So much of the talk this postseason has been based on a false idea that there needs to be a singular alpha on the Golden State Warriors who is most responsible for the team’s success. The potentially non-existent but dramatized Stephen Curry-Kevin Durant arms race took centerstage before the latter moved heaven and earth to return and be an incredible teammate, only to suffer a brutal leg injury.
If the the Warriors are to prevail in seven games, it will take contributions from the bold-faced names and role players alike. And while everyone had a good laugh at that Wall Street Journal piece that basically said it takes a village, perhaps it didn’t go far enough.
Last night, facing elimination dead in the face, Golden State showed championship mettle. Yes, the Splash Brothers hit big shots and DeMarcus Cousins looked revitalized. But on the final possession, when it mattered most, it was three of the Other Guys who stepped up to keep title dreams alive.
Kawhi Leonard, he that cannot be stopped, received the ball at the top of the key with just under 10 seconds remaining. He had Klay Thompson one-on-one, needing only a bucket or a trip to the foul line to go ahead. This is what the Raptors wanted. It’s how they won the Eastern Conference Finals, thanks to an adventurous journey around the rim.
But Steve Kerr brilliantly employed a kitchen sink strategy to prevent this from happening. Andre Iguodala, who has forgotten more big defensive plays than most have made, charged hard and cut Leonard off, forcing a toss out to Fred VanVleet.
Any chance of a storybook ending to the storybook story VanVleet has been writing was thwarted by Shaun Livington, who closed out as if everything depended on it, because, well, it did.

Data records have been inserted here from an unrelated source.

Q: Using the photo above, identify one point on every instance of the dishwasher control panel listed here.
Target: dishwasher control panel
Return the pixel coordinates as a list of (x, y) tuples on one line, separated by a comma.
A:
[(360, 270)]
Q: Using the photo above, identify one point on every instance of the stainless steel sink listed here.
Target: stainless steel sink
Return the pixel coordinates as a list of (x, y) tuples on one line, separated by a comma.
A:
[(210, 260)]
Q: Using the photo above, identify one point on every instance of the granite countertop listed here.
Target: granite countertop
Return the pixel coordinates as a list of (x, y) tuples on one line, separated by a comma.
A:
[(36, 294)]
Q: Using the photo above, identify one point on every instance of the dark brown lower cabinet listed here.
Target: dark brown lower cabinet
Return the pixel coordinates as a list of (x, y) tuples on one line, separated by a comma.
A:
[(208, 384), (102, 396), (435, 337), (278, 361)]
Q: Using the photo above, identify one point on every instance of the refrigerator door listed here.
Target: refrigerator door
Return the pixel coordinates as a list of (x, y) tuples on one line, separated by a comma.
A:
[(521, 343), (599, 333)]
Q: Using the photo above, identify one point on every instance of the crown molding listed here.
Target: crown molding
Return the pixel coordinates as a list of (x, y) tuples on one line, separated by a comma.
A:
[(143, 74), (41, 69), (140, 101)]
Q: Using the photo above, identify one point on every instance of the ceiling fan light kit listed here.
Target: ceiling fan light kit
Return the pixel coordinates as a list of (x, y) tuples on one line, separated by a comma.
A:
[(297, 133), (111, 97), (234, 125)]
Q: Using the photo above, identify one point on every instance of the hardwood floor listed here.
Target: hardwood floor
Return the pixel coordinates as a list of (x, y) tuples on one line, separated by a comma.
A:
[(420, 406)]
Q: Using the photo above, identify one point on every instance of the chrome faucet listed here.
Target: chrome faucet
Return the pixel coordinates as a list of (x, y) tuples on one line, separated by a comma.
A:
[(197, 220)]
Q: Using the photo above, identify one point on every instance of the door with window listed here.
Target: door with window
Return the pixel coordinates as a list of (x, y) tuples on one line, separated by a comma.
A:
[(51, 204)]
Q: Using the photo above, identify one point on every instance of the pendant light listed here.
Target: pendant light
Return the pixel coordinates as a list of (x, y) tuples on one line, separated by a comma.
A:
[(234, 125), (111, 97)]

VanVleet flipped the ball to Kyle Lowry in the corner. It’s the moment every kid dreams of growing up. One shot with the world championship hanging in the balance. But there was Draymond Green, like the nightmare of reality, swooping in and deflecting the potentially heroic heave, leaving it to sail far from the rim.
It was a brilliant defensive possession, one that required total buy-in and max effort. Golden State was once again up to the challenge. Anyone who needed a reminder that dynasties do not die quietly and without protestation received one last night.
Toronto will have to take the crown from the champs’ cold, dead hands. And they’ll need to do it before those hands get a hold of their throat.
The next 48 or 96 minutes of basketball are going to be spectacular. It feels as though anything is possible.